Ainda no campo da educação, o seu plano menciona que vai garantir a proibição da ideologia de gênero e de banheiros coletivos nas escolas. Por que a necessidade de incluir um tópico como esse em um plano de governo, que reúne as principais ideias para uma gestão, para além da comunicação com o perfil de eleitor que você quer atingir?
É algo necessário, de extrema relevância nós praticamos essa garantia. Não toleraremos nenhuma ideologia praticada em sala de aula. A única ideologia que funciona nas escolas, seja municipal seja estadual, é a educação. A gente sabe que, não é novidade, num passado não muito distante, nós teríamos isso embutido nos planos de educação.

O próximo secretário municipal também terá esse compromisso em sintonia comigo. Nós, que somos conservadores, que somos de família, nós não precisamos disso dentro das escolas. Nós respeitamos, inclusive, todas as opções sexuais, de orientação sexual. Agora, o que a gente não pode ter é isso como uma matéria, como algo imposto nas escolas, que é o que queriam fazer.

A ideologia de gênero defende que a criança quando nasce não tem sexo. Pera aí. Ela nasceu com um órgão sexual masculino, então ela não é um menino? É totalmente contra, afronta realmente o que a gente tem como certo na nossa sociedade. As opções sexuais ao longo da vida devem ser respeitadas, mas não é algo que a gente precise trazer para o campo da educação.

Quando se refere à Guarda Civil Municipal, seu plano usa a expressão Polícia Municipal. O seu governo vai aplicar essa nomenclatura à corporação?
Temos uma lei aprovada na câmara e sancionada [promulgada] pela própria câmara. Essa alteração certamente valorizará o servidor de segurança na nossa cidade. É uma lei necessária. Tem a sintonia e a aprovação massiva dos patrulheiros.

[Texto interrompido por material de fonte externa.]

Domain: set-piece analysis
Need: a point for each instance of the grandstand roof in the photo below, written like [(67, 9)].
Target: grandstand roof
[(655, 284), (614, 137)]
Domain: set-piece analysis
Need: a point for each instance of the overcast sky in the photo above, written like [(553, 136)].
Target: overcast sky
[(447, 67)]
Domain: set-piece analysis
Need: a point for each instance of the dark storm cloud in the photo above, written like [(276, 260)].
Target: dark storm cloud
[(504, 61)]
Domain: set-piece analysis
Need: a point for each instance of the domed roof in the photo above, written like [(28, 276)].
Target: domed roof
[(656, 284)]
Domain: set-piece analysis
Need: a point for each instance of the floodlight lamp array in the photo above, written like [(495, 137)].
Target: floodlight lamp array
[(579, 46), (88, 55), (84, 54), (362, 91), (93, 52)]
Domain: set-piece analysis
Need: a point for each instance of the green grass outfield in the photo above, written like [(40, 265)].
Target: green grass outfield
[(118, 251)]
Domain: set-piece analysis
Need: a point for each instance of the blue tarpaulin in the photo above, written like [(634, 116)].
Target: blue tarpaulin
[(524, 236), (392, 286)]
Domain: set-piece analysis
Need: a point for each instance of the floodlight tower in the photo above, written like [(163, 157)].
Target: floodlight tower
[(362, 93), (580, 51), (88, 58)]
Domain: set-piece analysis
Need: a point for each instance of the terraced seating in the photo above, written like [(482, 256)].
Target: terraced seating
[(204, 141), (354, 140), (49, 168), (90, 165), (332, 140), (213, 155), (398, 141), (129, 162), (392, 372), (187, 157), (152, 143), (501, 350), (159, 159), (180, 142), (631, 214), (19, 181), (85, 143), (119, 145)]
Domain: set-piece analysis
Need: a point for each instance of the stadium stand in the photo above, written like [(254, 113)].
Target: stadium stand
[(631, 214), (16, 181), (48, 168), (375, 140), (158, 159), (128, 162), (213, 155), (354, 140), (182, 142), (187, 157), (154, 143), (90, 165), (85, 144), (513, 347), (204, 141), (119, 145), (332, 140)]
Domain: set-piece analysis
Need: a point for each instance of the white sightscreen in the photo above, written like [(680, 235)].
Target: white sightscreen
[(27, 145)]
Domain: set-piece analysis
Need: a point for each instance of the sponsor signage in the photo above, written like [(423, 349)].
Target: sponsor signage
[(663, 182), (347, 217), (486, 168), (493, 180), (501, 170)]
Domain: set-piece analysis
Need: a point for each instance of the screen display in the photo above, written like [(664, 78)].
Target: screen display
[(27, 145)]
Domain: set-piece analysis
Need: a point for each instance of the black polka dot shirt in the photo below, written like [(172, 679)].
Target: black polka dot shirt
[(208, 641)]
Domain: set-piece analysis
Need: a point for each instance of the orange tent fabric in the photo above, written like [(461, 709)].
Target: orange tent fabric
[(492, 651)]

O seu plano fala em agilidade na aplicação e instalação de redutores de velocidade em frente às escolas, templos religiosos, creches e locais de grande circulação de pedestre. Como você pode definir agilidade e redutores de velocidade nesse caso? Você fala em mais radares?
Não necessariamente. Precisamos ter medidas efetivas. A gente percebe uma demora no que tange a execução de obras e serviços que são de prioridades. Temos uma avenida muito movimentada, que faz conexão com Americana, que é a Avenida São Paulo. Tem sido palco para diversos acidentes e mortes. Algo foi feito, semáforos, mas não foi o suficiente para que a gente tivesse a redução desses números.

Eu defendo essa agilidade na questão do trânsito. Há uma insatisfação grande em relação a essa pasta no município. A população não se sente segura e uma das maiores reclamações é para que essas ações aconteçam.

Vamos reavaliar muitos pontos que hoje em Santa Bárbara tem radar. A gente vê aí radar para todo lado, 50km por hora, locais que você passou um pouquinho ali, precisa levar o filho um pouquinho depressa, passou por 5km e já está sendo multado. Então a gente precisa rever. De repente uma lombada, uma lombofaixa, e a garantia desses redutores frente a locais de grande aglomeração.